O investimento público e privado na Ciência é fundamental
para o desenvolvimento da sociedade moderna, quer a nível colectivo, quer a nível
individual. A professora catedrática Helena Freitas, do Centro de Ecologia
Funcional da Universidade de Coimbra, refere-se “à ciência enquanto processo de
crescimento intelectual e humano, na ambição pelo conhecimento, no desafio da
procura de soluções para os problemas, no confronto livre de ideias, na audácia
do pensamento, no encanto da descoberta. A Ciência liberta-nos na medida em que
nos oferece sempre mais caminhos e mais desafios. A própria matriz da ciência é
a liberdade.”
O
desenvolvimento da ciência também tem permitido uma maior igualdade de
oportunidades de género. De facto, Helena Freitas sublinha também o papel
insubstituível que “a ciência tem tido na libertação da mulher e na promoção da
igualdade de oportunidades”. E isto é salientado por António Galopim de
Carvalho, professor catedrático jubilado de geologia da Universidade de Lisboa
e um dos nossos principais decanos da comunicação de ciência para todos em
Portugal: “Ao percorrer a
história das ciências da Terra, pude constatar a quase ausência de mulheres,
entre os muitos participantes, nesta longa caminhada.

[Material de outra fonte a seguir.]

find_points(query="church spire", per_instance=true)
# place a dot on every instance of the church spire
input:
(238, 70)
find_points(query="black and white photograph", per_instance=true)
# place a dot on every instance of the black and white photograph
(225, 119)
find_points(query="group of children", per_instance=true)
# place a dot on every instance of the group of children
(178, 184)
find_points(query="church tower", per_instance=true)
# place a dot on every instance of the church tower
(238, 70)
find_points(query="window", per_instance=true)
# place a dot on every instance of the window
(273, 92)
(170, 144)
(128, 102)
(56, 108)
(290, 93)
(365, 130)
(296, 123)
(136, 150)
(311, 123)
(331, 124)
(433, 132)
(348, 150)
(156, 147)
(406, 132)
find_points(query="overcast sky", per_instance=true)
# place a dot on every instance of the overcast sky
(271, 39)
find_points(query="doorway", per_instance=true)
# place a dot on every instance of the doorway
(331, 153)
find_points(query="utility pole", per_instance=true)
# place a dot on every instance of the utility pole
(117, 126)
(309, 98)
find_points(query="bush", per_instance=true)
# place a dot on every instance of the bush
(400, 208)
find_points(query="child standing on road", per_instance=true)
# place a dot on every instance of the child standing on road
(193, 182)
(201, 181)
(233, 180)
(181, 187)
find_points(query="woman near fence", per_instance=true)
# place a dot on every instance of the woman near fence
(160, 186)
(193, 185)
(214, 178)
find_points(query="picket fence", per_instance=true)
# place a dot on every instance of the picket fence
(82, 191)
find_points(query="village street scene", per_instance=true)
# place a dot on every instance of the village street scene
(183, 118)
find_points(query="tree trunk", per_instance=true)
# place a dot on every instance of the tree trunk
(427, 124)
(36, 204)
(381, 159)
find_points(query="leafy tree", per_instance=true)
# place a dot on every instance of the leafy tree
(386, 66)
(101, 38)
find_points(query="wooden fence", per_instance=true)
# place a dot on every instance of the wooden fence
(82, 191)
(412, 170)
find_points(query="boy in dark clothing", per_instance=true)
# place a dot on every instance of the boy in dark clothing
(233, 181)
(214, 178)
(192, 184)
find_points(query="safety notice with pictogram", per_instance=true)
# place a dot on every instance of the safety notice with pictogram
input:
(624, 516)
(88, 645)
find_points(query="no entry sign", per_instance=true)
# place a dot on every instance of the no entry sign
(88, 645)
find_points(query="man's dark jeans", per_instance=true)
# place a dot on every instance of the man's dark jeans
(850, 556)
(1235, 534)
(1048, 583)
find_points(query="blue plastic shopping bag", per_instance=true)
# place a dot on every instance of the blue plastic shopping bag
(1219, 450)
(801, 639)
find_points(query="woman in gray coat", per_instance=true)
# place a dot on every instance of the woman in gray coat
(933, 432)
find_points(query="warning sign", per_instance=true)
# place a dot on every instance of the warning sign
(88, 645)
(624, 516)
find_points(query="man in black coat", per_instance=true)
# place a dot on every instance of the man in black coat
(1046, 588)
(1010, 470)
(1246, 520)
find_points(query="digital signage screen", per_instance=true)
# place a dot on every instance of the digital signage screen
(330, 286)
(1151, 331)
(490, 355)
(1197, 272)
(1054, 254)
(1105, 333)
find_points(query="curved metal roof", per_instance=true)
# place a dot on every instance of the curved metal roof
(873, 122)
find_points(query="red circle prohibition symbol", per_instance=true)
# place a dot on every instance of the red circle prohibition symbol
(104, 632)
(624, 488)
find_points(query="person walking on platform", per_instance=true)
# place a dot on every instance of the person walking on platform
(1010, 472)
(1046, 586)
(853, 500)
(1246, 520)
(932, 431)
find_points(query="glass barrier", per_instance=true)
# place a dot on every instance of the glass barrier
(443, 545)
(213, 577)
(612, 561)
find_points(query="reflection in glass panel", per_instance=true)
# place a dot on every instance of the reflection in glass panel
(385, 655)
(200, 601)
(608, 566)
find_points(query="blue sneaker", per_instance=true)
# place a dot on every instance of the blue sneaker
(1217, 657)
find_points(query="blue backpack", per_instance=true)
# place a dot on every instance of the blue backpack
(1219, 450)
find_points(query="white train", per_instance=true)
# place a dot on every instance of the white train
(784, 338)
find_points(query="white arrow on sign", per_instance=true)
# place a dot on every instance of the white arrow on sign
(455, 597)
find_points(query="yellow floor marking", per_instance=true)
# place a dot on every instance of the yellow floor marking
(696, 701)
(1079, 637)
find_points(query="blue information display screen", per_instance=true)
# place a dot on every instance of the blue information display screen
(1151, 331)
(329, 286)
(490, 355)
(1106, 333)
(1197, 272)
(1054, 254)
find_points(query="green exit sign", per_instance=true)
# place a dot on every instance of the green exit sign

Como em qualquer ramo da
Ciência, Isso deve-se, unicamente, à condição de inferioridade imposta, no
passado, às mulheres, a quem a liberdade de estudar era praticamente vedada. O século
XX acabou com essa indignidade e, assim, são muitas as mulheres, hoje tantas ou
mais do que os homens, a ocuparem os bancos e as cátedras das universidades, e
participarem na investigação científica e tecnológica”.
Por fim, é
importante reconhecer que a Ciência, fonte de liberdade e de pensamento
crítico, não pode ficar fechada nas bancadas dos laboratórios. Para se cumprir,
a Ciência precisa de ser comunicada a todos para poder ser útil. A todos, pois
se a Ciência é feita pelos cientistas, o conhecimento que dela resulta é para
ser usufruído por toda a humanidade. E para se cumprir este desiderato importa
fortalecer a comunicação de ciência que é a garante da liberdade de acesso ao
conhecimento científico. Se os comunicadores de ciência são os motores desta
tarefa, a isto não se podem alhear os meios de comunicação social como veículos
de difusão de informação ao alcance de todos. E a imprensa tem, naturalmente,
um papel fulcral nesta difusão da Ciência, em particular a imprensa regional
que é um dos pilares do sistema democrático e da liberdade de expressão. A
presença de Ciência na Imprensa Regional é também uma das conquistas de Abril!